The best diet consists of whole foods prepared by you or for you. When purchased at a farmer’s market or the produce section in your grocery store, they generally don’t come with any labels or packaging.
When you purchase any food that has already been processed, it’s going to be packaged in some way. The packaging material provides preservation as well as convenient handling. But it also provides for something else—marketing.
We tend to eat with our eyes first. Not only when food is set before us ready to eat, but also when we read the packaging. That can be trouble because like any marketing, it includes emotionally charged words designed to get you to buy without considering the full nutritional story.
Words like “natural” and “healthy” aren’t regulated. And because we all tend to judge a book—or food—by its cover, great design tends to drive our purchasing rather than nutritional information.
For that reason, I encourage others to ignore all product packaging except two sections: the Nutrition Facts and the Ingredients.
Those sections are regulated and provide the information you most need to make your decisions.
There are a lot in these sections and I’m only going to hit a few of the high points for your consideration when reading.
This section provides statistical information you can use to make better choices in what you eat. I don’t pay much attention to the Percent Daily Values since my standards are higher than these government established standards.
- Serving Size. Take note of this first because all other information provided is based on this amount consumed. Then compare to the Servings Per Container. Your snack or drink may show 120 calories per serving but may contain 2.5 servings. If you eat the whole snack or drink, you’ll consume 360 calories!
Calories. If you monitor calories, this tells you how many in the serving size. It also lists Calories From Fat. I don’t like to eat packaged foods with more than 20% of the fats coming from fat.
Sodium. You really don’t want more than 1,500 milligrams a day. Try to eat less milligrams of sodium than calories.
Sugar. I don’t worry about natural sugars found in fruit but I am concerned about added refined sugars. 4 grams of sugar is the equivalent of 1 teaspoon of table sugar. It’s best to keep refined sugar intake to less than 24 grams per day. Most 12-ounce soft drinks are 40 grams or more. Same caution applies to foo-foo coffee drinks.
Saturated Fat. Avoid.
This section lists each ingredient in descending order of predominance. The fewer ingredients, the better. If you can’t pronounce it or you don’t know what it is, think twice about eating it.

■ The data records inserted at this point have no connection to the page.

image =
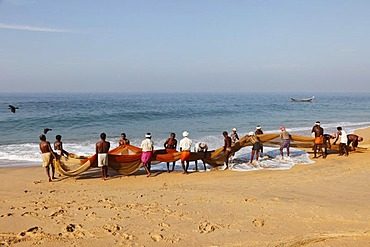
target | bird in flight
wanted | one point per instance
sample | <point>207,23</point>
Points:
<point>46,130</point>
<point>13,108</point>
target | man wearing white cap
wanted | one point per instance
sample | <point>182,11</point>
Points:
<point>147,147</point>
<point>259,132</point>
<point>285,141</point>
<point>200,147</point>
<point>234,136</point>
<point>318,131</point>
<point>185,146</point>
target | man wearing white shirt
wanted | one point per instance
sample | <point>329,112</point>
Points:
<point>342,136</point>
<point>147,147</point>
<point>185,146</point>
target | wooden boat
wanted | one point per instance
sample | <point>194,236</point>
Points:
<point>302,99</point>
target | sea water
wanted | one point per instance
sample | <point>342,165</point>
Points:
<point>81,117</point>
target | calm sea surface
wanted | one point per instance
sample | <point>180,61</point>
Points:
<point>80,118</point>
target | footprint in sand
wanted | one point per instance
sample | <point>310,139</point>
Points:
<point>57,213</point>
<point>258,222</point>
<point>164,225</point>
<point>29,214</point>
<point>250,200</point>
<point>84,208</point>
<point>156,237</point>
<point>30,231</point>
<point>206,227</point>
<point>6,215</point>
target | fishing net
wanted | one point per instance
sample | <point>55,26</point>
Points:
<point>126,159</point>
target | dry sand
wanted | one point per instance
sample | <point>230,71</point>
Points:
<point>322,204</point>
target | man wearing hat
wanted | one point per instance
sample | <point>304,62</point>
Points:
<point>234,136</point>
<point>285,141</point>
<point>185,146</point>
<point>259,132</point>
<point>147,147</point>
<point>318,131</point>
<point>227,149</point>
<point>200,147</point>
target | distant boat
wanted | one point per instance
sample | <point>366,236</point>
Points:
<point>302,99</point>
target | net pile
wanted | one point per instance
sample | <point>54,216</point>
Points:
<point>126,159</point>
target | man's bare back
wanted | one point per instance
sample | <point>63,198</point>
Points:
<point>102,147</point>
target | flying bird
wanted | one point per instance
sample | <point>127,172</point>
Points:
<point>46,130</point>
<point>13,108</point>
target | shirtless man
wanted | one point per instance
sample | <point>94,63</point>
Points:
<point>147,148</point>
<point>102,148</point>
<point>58,147</point>
<point>354,139</point>
<point>124,140</point>
<point>285,141</point>
<point>342,137</point>
<point>47,156</point>
<point>327,143</point>
<point>201,147</point>
<point>171,144</point>
<point>185,147</point>
<point>319,139</point>
<point>227,149</point>
<point>259,131</point>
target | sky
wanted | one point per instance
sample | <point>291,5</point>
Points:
<point>185,46</point>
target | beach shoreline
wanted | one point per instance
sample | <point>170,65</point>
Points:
<point>320,204</point>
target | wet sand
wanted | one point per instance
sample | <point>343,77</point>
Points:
<point>322,204</point>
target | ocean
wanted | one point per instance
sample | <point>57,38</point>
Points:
<point>81,117</point>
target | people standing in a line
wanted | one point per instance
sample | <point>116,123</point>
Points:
<point>147,147</point>
<point>227,149</point>
<point>185,147</point>
<point>200,147</point>
<point>285,141</point>
<point>101,150</point>
<point>124,140</point>
<point>327,144</point>
<point>342,136</point>
<point>47,156</point>
<point>256,145</point>
<point>354,139</point>
<point>234,136</point>
<point>58,147</point>
<point>171,144</point>
<point>318,131</point>
<point>259,132</point>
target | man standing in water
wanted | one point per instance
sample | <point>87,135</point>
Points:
<point>319,139</point>
<point>285,141</point>
<point>147,147</point>
<point>354,139</point>
<point>170,145</point>
<point>342,136</point>
<point>259,131</point>
<point>185,147</point>
<point>124,140</point>
<point>47,156</point>
<point>102,148</point>
<point>58,147</point>
<point>227,149</point>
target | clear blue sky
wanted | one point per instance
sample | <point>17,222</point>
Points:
<point>185,46</point>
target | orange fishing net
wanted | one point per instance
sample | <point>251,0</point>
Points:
<point>126,159</point>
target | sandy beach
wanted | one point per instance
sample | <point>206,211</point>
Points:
<point>322,204</point>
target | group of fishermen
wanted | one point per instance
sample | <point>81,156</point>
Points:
<point>321,145</point>
<point>323,141</point>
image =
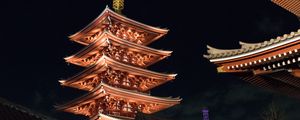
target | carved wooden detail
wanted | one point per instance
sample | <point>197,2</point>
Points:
<point>120,79</point>
<point>127,33</point>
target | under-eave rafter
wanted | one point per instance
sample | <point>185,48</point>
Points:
<point>105,21</point>
<point>254,49</point>
<point>105,67</point>
<point>123,50</point>
<point>107,95</point>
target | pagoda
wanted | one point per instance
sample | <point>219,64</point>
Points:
<point>115,58</point>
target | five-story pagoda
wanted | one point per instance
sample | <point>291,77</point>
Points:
<point>115,58</point>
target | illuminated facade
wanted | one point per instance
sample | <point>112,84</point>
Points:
<point>272,64</point>
<point>115,58</point>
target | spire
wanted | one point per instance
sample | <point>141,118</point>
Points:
<point>118,6</point>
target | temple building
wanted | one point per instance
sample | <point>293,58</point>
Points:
<point>272,64</point>
<point>115,58</point>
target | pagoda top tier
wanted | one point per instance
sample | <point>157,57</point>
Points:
<point>117,101</point>
<point>250,50</point>
<point>119,25</point>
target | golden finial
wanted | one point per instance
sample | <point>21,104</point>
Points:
<point>118,5</point>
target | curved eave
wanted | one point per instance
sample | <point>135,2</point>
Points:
<point>139,96</point>
<point>107,12</point>
<point>101,41</point>
<point>107,117</point>
<point>257,51</point>
<point>118,92</point>
<point>137,71</point>
<point>105,62</point>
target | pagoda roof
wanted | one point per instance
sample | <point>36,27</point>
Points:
<point>101,116</point>
<point>103,90</point>
<point>105,18</point>
<point>292,6</point>
<point>105,62</point>
<point>250,49</point>
<point>107,38</point>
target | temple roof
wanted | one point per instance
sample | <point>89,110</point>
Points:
<point>247,49</point>
<point>103,89</point>
<point>107,38</point>
<point>105,62</point>
<point>291,5</point>
<point>11,111</point>
<point>105,19</point>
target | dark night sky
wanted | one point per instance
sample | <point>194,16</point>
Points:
<point>34,41</point>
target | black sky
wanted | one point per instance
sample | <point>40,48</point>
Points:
<point>34,41</point>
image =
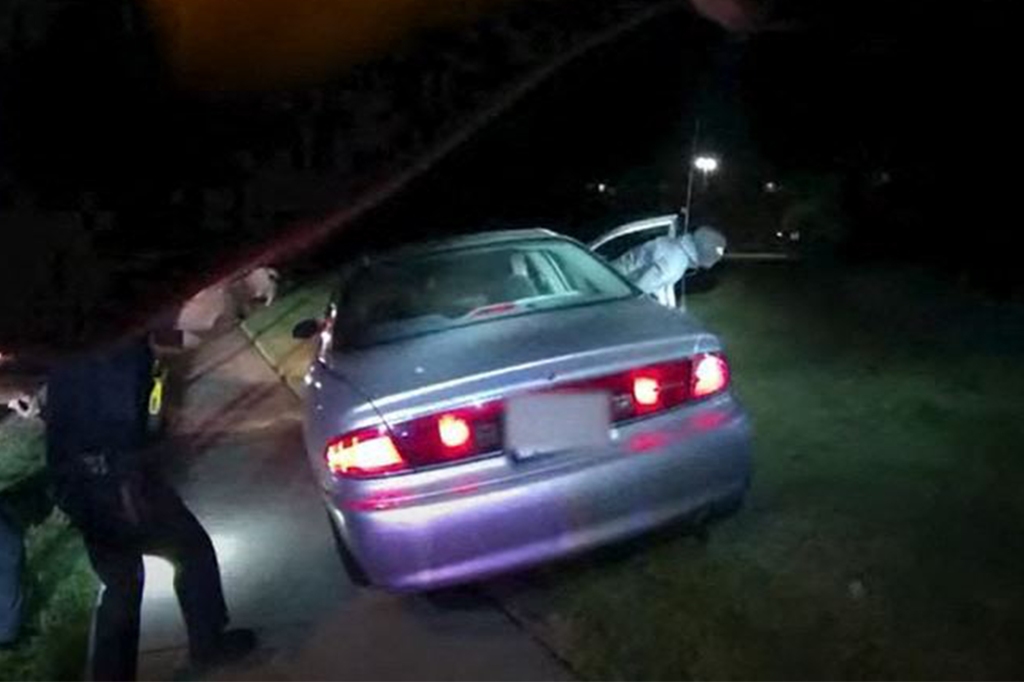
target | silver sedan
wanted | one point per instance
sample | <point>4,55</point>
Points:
<point>489,402</point>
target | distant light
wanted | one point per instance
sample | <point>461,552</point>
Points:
<point>706,164</point>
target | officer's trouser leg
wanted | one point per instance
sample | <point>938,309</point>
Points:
<point>178,537</point>
<point>115,637</point>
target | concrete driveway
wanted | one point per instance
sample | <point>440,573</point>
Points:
<point>237,458</point>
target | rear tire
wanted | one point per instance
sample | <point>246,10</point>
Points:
<point>354,571</point>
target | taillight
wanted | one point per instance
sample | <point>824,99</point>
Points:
<point>475,430</point>
<point>454,431</point>
<point>711,375</point>
<point>646,391</point>
<point>365,453</point>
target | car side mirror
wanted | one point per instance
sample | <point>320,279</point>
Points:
<point>306,329</point>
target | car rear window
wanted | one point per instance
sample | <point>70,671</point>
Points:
<point>394,298</point>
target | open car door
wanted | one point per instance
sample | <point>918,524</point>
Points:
<point>613,244</point>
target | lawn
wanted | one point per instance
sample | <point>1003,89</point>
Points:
<point>882,538</point>
<point>59,588</point>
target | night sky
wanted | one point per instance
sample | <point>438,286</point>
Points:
<point>903,110</point>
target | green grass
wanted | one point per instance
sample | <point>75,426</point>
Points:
<point>882,538</point>
<point>59,588</point>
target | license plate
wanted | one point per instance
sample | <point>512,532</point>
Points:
<point>556,422</point>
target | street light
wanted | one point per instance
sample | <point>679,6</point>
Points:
<point>707,165</point>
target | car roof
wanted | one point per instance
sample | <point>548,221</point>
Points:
<point>492,238</point>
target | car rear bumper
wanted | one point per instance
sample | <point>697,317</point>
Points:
<point>658,470</point>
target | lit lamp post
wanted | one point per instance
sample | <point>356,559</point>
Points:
<point>707,165</point>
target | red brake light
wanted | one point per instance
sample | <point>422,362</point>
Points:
<point>365,453</point>
<point>646,391</point>
<point>711,375</point>
<point>454,431</point>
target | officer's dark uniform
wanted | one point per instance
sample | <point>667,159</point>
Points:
<point>96,434</point>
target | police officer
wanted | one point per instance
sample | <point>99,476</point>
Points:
<point>102,478</point>
<point>664,261</point>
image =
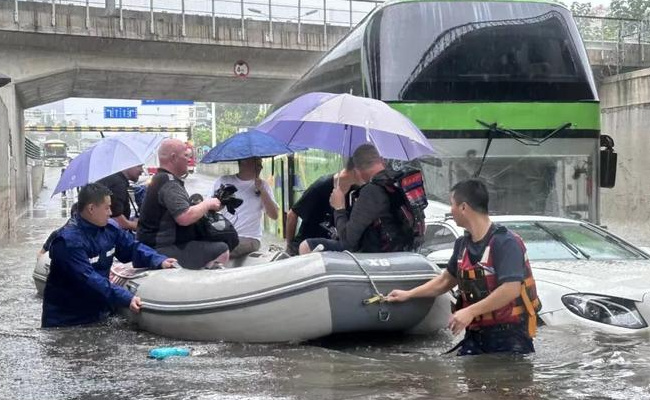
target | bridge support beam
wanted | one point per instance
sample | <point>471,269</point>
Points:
<point>13,180</point>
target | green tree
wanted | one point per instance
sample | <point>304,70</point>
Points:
<point>589,27</point>
<point>635,9</point>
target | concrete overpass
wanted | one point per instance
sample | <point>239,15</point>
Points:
<point>53,51</point>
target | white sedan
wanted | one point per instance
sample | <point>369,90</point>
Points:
<point>585,275</point>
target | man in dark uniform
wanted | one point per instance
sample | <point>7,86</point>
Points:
<point>498,301</point>
<point>78,290</point>
<point>118,184</point>
<point>373,225</point>
<point>314,208</point>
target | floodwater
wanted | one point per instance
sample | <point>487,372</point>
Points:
<point>109,361</point>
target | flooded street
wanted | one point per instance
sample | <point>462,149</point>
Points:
<point>109,361</point>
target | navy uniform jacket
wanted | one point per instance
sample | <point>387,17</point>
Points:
<point>77,290</point>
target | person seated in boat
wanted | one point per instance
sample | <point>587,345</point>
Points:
<point>314,209</point>
<point>258,199</point>
<point>168,220</point>
<point>78,290</point>
<point>48,241</point>
<point>118,184</point>
<point>373,226</point>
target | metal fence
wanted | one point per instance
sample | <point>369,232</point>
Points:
<point>32,150</point>
<point>622,42</point>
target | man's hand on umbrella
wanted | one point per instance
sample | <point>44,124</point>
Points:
<point>169,263</point>
<point>258,184</point>
<point>212,204</point>
<point>135,304</point>
<point>337,199</point>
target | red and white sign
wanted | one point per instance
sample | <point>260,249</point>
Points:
<point>241,69</point>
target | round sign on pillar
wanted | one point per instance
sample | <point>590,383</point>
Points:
<point>241,69</point>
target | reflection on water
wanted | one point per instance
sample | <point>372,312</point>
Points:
<point>108,361</point>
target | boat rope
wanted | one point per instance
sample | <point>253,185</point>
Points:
<point>383,315</point>
<point>372,283</point>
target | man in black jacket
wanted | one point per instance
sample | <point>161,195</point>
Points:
<point>373,226</point>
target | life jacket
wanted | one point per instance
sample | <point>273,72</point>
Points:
<point>408,200</point>
<point>477,281</point>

- Know your sugars. I prefer to not have any added sugars listed in first five ingredients. And sugars come under many names: syrups, malt, molasses or anything ending with an -ol or -ose.
Grains. Make sure grains or flours listed include the word “whole”. If it doesn’t, it’s been refined and you’re not getting the full benefit. Even better, look on the packaging for the Whole Grain Stamp.
Again, ignore the packaging marketing. You can’t blame a company for wanting you to buy their product, but you can’t trust them to have the same nutritional goals as you.
Learn to read the Nutrition Facts and ingredients labels.
Choose what you eat and only eat what you choose.